CIUDAD DE MÉXICO, septiembre 26 (EL UNIVERSAL).- El Estadio Azteca volvió a vibrar como hace mucho no lo hacía. Ambiente inmejorable para un América-Guadalajara, en un inmueble que lució al 75 por ciento de su capacidad.

Sin embargo, a la cancha nunca llegó la máxima alegría. Águilas y Chivas empataron a cero en juego que se calentó más con polémicas declaraciones, que con acciones en la cancha.

El "vamos a callar a todo México", "Chivas es un rival más", "se juega su final ante nosotros", fue coronado con un abucheo de la afición.

Primeros 15 minutos de gran intensidad. La primera la tuvo Chivas, pero terminó en una pifia de Alexis Vega. El mismo Alexis aprovechó un resbalón de Jorge Sánchez, llegó a la portería y envió un pase a Uriel Antuna, pero Salvador Reyes y Ochoa estuvieron atentos.

La polémica no faltó. Cristian Calderón pisó a Jorge Sánchez en la espinilla, pero el árbitro César Ramos no marcó nada y el VAR tampoco lo hizo ir a revisar. Se calentaron los ánimos al terminar la primera parte. Miguel Ponce y Henry Martín iniciaron un conato de bronca que finalizó con tarjeta amarilla para el defensor de Chivas por una agresión al delantero de las Águilas.
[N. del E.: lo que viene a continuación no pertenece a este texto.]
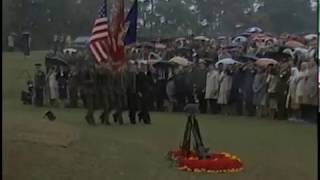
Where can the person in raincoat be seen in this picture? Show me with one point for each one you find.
(310, 95)
(260, 92)
(225, 84)
(292, 103)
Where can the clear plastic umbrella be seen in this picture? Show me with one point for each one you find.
(227, 61)
(180, 61)
(265, 62)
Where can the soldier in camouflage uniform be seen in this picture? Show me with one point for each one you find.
(73, 87)
(39, 84)
(119, 93)
(132, 92)
(88, 79)
(105, 82)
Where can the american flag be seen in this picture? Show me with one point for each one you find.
(100, 36)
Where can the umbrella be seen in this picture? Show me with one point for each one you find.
(181, 39)
(55, 60)
(202, 38)
(179, 60)
(145, 45)
(265, 62)
(250, 57)
(162, 63)
(294, 44)
(160, 46)
(310, 37)
(288, 51)
(69, 50)
(239, 39)
(254, 30)
(227, 61)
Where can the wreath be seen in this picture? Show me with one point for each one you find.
(214, 163)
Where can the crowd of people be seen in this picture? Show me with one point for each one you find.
(287, 89)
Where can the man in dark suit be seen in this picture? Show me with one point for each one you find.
(144, 87)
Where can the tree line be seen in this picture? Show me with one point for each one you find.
(158, 18)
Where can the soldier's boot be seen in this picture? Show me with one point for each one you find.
(106, 118)
(102, 118)
(140, 117)
(115, 117)
(120, 118)
(132, 117)
(147, 119)
(90, 120)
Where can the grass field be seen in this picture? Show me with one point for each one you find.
(270, 150)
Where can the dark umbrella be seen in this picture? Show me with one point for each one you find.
(162, 63)
(55, 61)
(248, 58)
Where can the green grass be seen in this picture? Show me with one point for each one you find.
(270, 150)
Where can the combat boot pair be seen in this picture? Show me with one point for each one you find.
(104, 118)
(117, 117)
(90, 120)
Henry Martín tuvo dos claras llegadas que dejó escapar. En ambas quedó incómodo, pero hasta ese tiempo era el mayor peligro generado por los azulcrema. Santiago Solari mandó al campo a Sebastián Córdova y Federico Viñas, ambos jugadores ofrecieron muy poco, aunque a su entrada fueron ovacionados. Bruno Valdez, con un cabezazo a los 82’ estuvo cerca de convertirse en héroe, pero Raúl Gudiño lo impidió con gran atajada. El Clásico de Clásicos prometió mucho y ofreció poco. Santiago Solari sigue con deudas, mientras Marcelo Michel Leaño hizo su show: muchos gritos y saltos en su banca.

Los directores técnicos

Santiago Solari no se salió del librito; fue superior, pero no suficiente. Marcelo Michel Leaño le cambió la cara a Chivas, mas no le alcanzó.

Regreso del público da vida al juego

La afición hizo vibrar al Estadio Azteca, que lució al 75 % de su capacidad; y aunque sufrió por la lluvia y encharcamientos, por ambiente, no quedó de los seguidores.

Reprobado

Mal arbitraje de César Ramos, quien permitió agresiones que pusieron en riesgo el juego.